A laundry soap has developed as much legitimacy as the dollar to serve as currency, what's going on?

Anthony Randazzo
April 9, 2012

Since phosphate bans started, the third world is the only place you can get clean laundry. Over the past few months, the police force in Prince George’s County, Maryland has been dealing with a strange rash of robberies. Thieves have been going into grocery stores and drug stores, loading their carts up with stacks of money, and then rushing out the door where they have a get-away car waiting. A sane man may ask why CVS and Wal-Mart are stocking piles of cash where the peanuts and greeting cards should be. But these thieves are not taking U.S. legal tender—they’re stealing Tide laundry soap.

It turns out that the detergent is not just good for making your clothes brighter than the imitation brand. It’s also street currency for buying pot and cocaine. Briefcases full of cash are being cast aside in favor of blaze-orange containers of laundry soap.  Yes, there’s liquid gold in dem dar bottles.

There is some debate over whether this is a new trend, and perhaps our more nefarious readers might enlighten us to the commonality of this practice. But reports suggest the Tide thefts are a nationwide phenomenon. And a former FBI agent explained to ABC why it might make a good commodity for barter: "Tide is highly recognizable," said Brad Garrett. "It's very difficult to trace and it's easily resold."

Tide, as the money gods would have it, carries nearly all the characteristics of sound money.

To start, it is widely used. Tide detergent is sold in every major city and most places in between. It can be found in the laundry room of both Upper East Side penthouses (the ones where residents don’t just throw away their dirty clothes to buy new ones) and “quaint” fixer-uppers of the South Bronx.

Next, it is readily recognizable. Even if the classic orange bottle is not something you frequently doodle, its iconic “Day-Glo” logo is difficult to confuse with another product. If you’re planning to use Tide to score an ounce, you’re dealing with an unambiguous product.

Critically, it is durable. Tide can be stored in a range of climates for a long period of time and still hold its value as a commodity. Bottles are going from $5 to $10 on the black market, which is about half the retail price. But you can wait a while before having to unload.

It is also difficult to counterfeit. A bottle could certainly be filled with water to dilute the product. So buyers would want to test the goods in the same way a bank teller might hold a $20 bill up to the light. But try and replicate that orange bottle on a large scale without heavy manufacturing equipment.

There is even a measure of scarcity in that there are only so many bottles of tide in any given city. Inflationary risks would certainly become a concern if Tide were really used to buy all your dish and hand soaps. Recall the woes of King Philip the II of Spain, after his realm was flooded with gold from the new world. Joy would only be temporary for the 21st century Tidequistadors raiding nearby towns, like  Hernan Cortes, and flooding their own local stores with the new liquid gold.

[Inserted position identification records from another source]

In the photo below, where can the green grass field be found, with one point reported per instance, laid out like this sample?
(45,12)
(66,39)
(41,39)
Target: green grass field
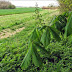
(16,11)
(14,48)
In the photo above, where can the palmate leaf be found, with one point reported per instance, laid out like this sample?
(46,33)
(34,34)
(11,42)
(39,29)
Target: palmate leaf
(34,35)
(36,57)
(55,35)
(68,28)
(42,48)
(27,59)
(45,39)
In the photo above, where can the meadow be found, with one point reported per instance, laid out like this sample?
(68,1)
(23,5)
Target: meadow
(16,11)
(14,47)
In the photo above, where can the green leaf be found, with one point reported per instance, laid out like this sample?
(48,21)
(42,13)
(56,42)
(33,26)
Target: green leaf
(45,39)
(42,48)
(43,27)
(68,28)
(27,59)
(55,35)
(36,58)
(34,35)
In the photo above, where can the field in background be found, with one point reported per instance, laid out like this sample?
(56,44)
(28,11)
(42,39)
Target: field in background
(13,48)
(16,11)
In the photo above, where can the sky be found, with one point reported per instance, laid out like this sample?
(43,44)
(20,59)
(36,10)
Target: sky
(31,3)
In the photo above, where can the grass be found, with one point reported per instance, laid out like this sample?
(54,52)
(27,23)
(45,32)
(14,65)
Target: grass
(13,49)
(16,11)
(12,20)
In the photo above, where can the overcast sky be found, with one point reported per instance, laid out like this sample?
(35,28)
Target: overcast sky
(31,3)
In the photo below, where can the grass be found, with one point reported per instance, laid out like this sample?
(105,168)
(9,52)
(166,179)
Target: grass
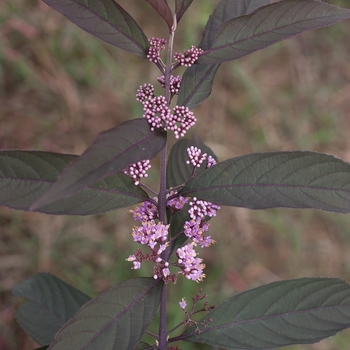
(59,88)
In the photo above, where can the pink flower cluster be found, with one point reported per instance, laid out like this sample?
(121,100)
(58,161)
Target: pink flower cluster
(156,46)
(156,235)
(191,266)
(196,157)
(158,114)
(138,170)
(175,83)
(189,57)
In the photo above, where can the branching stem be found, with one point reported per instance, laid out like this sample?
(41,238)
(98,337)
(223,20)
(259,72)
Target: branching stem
(162,190)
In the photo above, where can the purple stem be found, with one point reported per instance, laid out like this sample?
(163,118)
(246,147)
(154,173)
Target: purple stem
(162,191)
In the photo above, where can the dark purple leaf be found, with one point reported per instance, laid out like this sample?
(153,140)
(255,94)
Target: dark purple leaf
(112,151)
(106,20)
(225,10)
(197,80)
(300,311)
(276,179)
(181,7)
(267,25)
(163,9)
(50,303)
(116,319)
(26,175)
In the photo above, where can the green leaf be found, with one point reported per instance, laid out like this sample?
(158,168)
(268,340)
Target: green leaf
(26,175)
(163,9)
(178,171)
(114,320)
(106,20)
(112,151)
(276,179)
(267,25)
(197,80)
(181,7)
(51,303)
(301,311)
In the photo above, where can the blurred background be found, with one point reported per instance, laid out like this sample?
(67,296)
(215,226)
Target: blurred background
(60,87)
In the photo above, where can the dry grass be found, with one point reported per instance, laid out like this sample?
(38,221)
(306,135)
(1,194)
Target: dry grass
(59,88)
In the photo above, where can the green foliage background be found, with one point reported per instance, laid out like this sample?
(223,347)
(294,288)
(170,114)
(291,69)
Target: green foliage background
(60,87)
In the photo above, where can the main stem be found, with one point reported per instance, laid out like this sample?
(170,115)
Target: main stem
(163,342)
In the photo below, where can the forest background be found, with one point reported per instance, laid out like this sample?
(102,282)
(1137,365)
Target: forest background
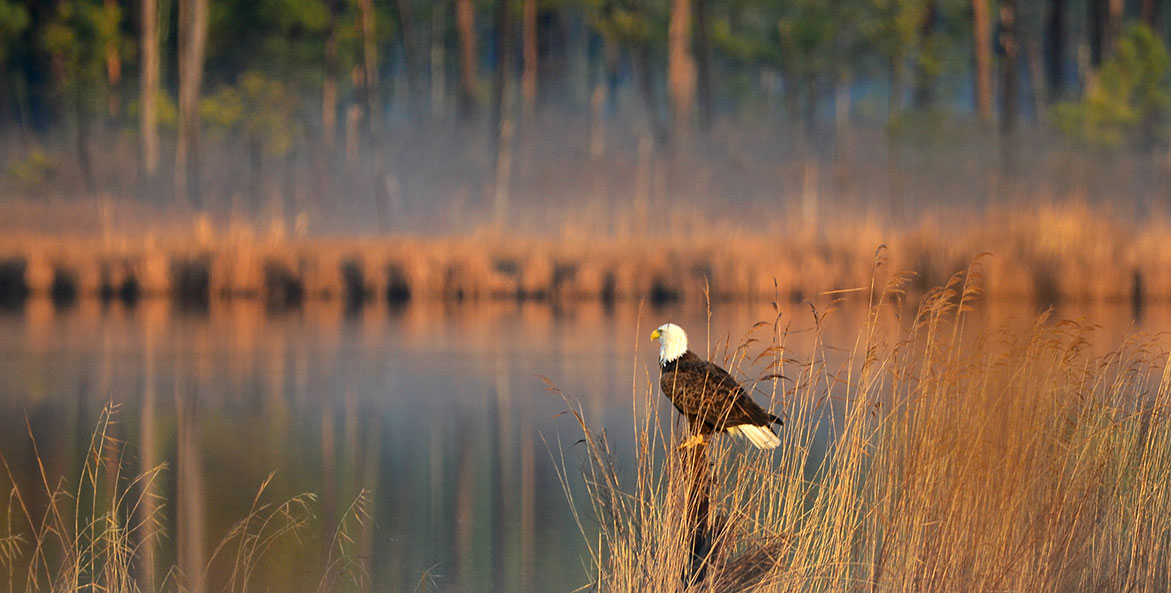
(607,116)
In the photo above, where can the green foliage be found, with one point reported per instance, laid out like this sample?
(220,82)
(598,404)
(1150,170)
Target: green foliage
(262,109)
(79,36)
(32,171)
(1131,99)
(629,21)
(13,21)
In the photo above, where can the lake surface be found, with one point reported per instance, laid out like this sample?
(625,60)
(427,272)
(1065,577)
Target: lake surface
(439,413)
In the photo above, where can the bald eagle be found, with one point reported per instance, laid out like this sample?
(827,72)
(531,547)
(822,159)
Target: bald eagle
(706,395)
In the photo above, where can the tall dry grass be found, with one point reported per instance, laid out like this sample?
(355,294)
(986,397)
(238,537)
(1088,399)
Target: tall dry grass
(97,531)
(931,455)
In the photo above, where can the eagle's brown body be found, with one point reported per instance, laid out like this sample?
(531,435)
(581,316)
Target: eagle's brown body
(709,397)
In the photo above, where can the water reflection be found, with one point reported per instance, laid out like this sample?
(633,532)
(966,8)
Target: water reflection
(437,410)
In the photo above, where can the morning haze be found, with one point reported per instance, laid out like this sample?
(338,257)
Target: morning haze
(356,294)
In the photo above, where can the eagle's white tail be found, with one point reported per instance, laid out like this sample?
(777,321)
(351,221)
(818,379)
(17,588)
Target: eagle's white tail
(760,436)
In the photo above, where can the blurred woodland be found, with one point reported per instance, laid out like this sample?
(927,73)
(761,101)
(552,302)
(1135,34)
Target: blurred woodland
(344,116)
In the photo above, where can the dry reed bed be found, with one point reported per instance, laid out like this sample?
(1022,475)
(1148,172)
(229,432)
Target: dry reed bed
(1047,253)
(938,457)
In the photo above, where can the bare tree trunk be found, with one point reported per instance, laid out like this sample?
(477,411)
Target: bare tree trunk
(1035,61)
(410,50)
(501,130)
(329,81)
(149,93)
(1151,14)
(1055,56)
(1104,27)
(646,84)
(1009,48)
(113,70)
(704,73)
(192,43)
(438,59)
(528,80)
(370,67)
(82,113)
(680,72)
(981,34)
(923,96)
(465,25)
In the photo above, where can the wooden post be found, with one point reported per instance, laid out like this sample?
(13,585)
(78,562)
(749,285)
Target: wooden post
(698,508)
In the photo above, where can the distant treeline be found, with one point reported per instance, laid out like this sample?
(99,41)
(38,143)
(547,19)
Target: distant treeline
(166,99)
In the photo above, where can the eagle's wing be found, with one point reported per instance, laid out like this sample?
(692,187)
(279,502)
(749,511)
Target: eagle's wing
(704,392)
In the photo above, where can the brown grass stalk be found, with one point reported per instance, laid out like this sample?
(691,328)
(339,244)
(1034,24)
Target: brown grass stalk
(935,455)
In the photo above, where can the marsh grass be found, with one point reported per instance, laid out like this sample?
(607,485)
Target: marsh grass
(931,455)
(93,532)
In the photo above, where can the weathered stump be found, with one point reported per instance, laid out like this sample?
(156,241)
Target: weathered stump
(698,511)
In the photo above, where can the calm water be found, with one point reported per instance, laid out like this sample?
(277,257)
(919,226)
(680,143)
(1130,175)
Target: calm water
(438,411)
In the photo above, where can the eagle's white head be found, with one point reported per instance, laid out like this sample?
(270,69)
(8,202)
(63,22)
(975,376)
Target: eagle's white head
(672,342)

The analogy is not without challenges. Tide does not covey a nominal value as readily as a $10 bill, but then again neither does a brick of gold. More problematically, it is difficult to transport. Large amounts can easily be moved by truck. But for smaller purchases, anything costing above two or three bottles is going to be difficult to purchase with any kind of stealth. Imagine inconspicuously slipping a 20-ounce blaze orange soap bottle into the palm of your local smack dealer behind a city park bench without drawing the attention of cops, or worse yet, the bums sitting beside you eager for your product and detergent cash.

The comparison ultimately breaks down on what is perhaps the most distinctive feature of sound money: it is not “honest” money. By this I don’t mean that the Tide was most likely pilfered and is used to purchase an illicit product. Rather, it is not a readily trustworthy currency. The skepticism some might have with the argument being made here is understandable because a manufactured product simply is not a reliable store of value.

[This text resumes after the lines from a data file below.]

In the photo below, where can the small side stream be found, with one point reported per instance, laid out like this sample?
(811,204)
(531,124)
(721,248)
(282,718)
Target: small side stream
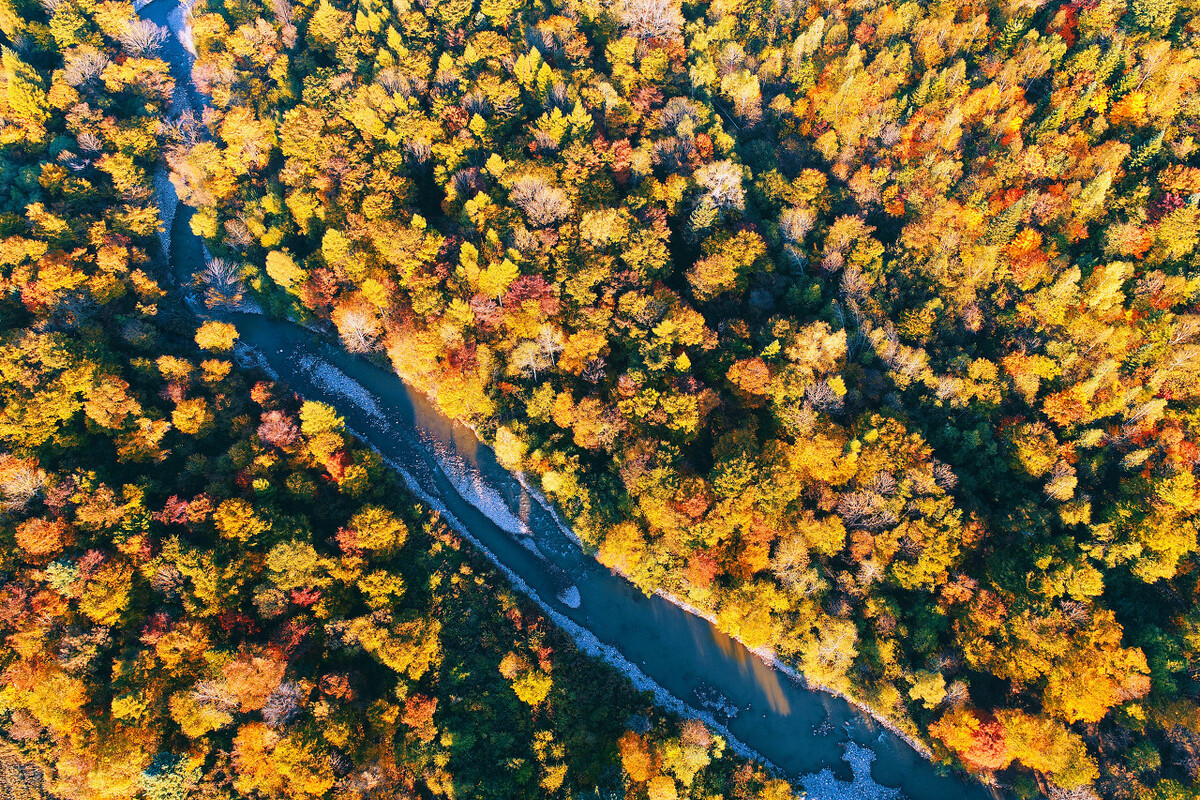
(815,738)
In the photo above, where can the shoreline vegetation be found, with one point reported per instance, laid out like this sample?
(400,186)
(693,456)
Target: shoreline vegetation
(867,329)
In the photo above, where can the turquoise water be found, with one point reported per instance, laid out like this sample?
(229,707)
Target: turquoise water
(799,731)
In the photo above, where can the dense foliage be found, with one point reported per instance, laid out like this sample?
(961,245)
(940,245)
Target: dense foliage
(865,326)
(208,589)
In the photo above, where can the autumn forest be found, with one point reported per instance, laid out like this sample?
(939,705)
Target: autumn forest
(868,329)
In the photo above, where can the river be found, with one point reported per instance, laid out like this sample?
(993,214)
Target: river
(819,740)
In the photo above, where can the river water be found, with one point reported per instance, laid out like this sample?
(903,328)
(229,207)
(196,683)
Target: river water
(819,740)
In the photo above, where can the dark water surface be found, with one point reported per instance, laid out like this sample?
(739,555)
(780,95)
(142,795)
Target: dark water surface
(683,654)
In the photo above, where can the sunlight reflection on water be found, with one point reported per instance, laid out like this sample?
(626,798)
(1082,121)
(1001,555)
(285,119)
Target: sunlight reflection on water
(749,665)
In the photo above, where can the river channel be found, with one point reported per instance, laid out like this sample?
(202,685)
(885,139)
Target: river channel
(819,740)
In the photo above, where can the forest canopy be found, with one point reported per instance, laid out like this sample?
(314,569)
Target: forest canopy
(867,328)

This is one of the strongest arguments for a gold standard, since a dollar linked to gold has a reliable store of value where paper bills backed by nothing more than Fed Chairman Ben Bernanke’s good faith is unstable. 

When you think about it, there actually isn’t much difference between Tide and dollar bills these days. Dollars are widely used, are readily recognizable, are fairly durable, and are difficult to counterfeit. But without anything backing the dollar, its scarcity is a relative concept. And the way the dollar is treated right now, rolling off paper reams faster than Charmin at a Chipotle, it is a blessing from the gods of finance that the Euro is in the midst of crisis. It also helps that Asian currencies are not widely accepted as usable alternatives either.  

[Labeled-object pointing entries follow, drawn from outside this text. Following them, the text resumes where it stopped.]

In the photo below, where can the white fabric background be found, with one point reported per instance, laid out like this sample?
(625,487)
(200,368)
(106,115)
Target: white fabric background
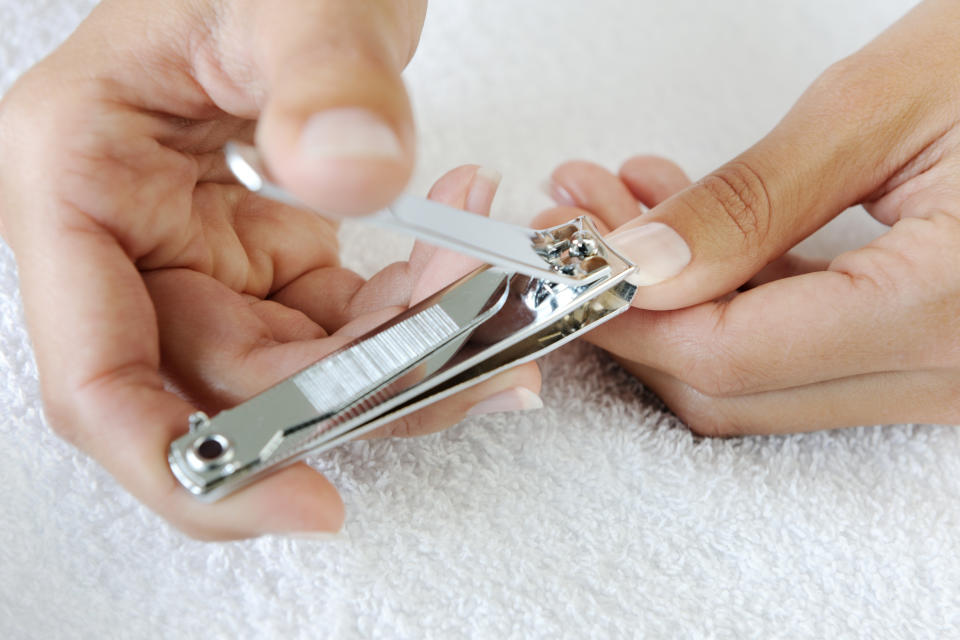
(599,516)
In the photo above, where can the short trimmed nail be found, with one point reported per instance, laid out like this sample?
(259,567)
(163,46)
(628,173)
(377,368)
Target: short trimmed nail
(516,399)
(482,189)
(658,251)
(348,133)
(556,192)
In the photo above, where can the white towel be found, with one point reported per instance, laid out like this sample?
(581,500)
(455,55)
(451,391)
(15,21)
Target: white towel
(599,516)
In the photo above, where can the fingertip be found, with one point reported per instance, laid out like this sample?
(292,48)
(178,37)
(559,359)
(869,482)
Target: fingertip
(295,500)
(343,161)
(652,179)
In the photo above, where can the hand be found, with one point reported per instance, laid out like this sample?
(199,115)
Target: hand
(870,337)
(145,270)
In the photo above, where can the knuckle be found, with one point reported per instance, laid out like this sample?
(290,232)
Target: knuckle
(722,375)
(740,193)
(703,415)
(61,416)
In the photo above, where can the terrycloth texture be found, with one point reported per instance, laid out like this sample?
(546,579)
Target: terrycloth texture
(600,516)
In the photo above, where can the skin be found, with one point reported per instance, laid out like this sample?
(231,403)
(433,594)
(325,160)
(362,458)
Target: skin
(152,283)
(749,339)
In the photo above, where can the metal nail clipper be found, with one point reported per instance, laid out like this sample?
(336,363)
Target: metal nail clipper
(539,290)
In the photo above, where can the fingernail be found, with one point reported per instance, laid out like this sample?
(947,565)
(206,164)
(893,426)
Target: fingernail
(482,190)
(556,192)
(348,133)
(658,251)
(516,399)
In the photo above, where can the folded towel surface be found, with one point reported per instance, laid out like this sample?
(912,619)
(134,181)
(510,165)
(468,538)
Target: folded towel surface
(597,516)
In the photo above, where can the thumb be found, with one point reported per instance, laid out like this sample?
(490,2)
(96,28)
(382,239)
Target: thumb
(840,144)
(336,128)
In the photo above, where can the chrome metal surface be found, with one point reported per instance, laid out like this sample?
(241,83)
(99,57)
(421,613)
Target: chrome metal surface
(488,321)
(498,243)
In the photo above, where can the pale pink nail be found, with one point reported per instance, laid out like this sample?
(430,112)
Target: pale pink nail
(482,189)
(658,251)
(516,399)
(348,133)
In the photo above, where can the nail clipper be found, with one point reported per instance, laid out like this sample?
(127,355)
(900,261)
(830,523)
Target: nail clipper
(538,290)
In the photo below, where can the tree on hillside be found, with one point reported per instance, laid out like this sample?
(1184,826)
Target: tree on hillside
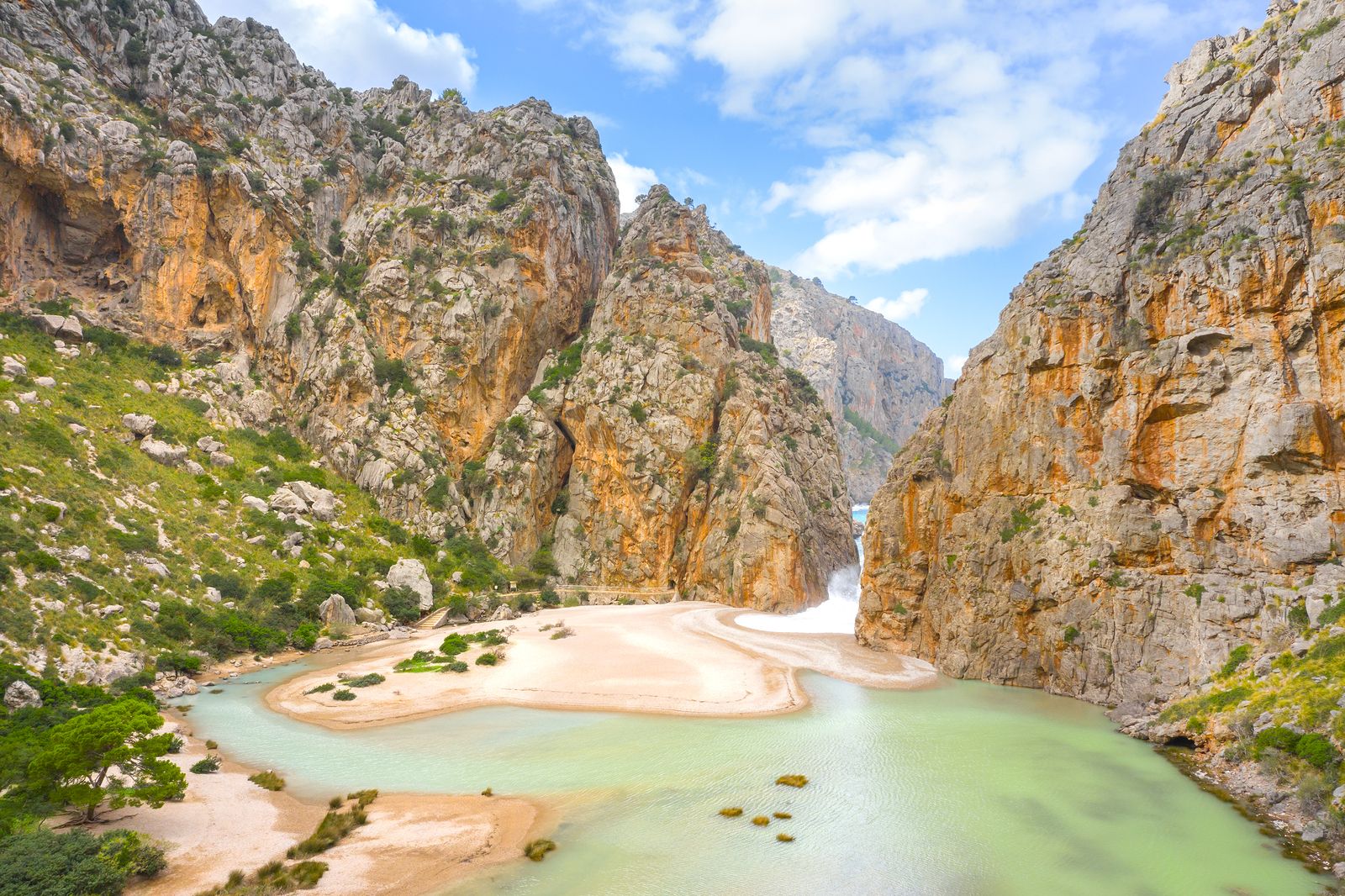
(108,755)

A few drug communities just may have found their solution to the weak dollar though. The Federal Reserve may not see inflation as an issue when referencing problematically manipulated consumer price index data, but it is apparent that those who experience real value changes of a dollar buying less and less dope by the day have become concerned. Just another example of how people are growing tired of Ben Bernanke’s dirty laundry.

Anthony Randazzo is director of economic research at the Reason Foundation.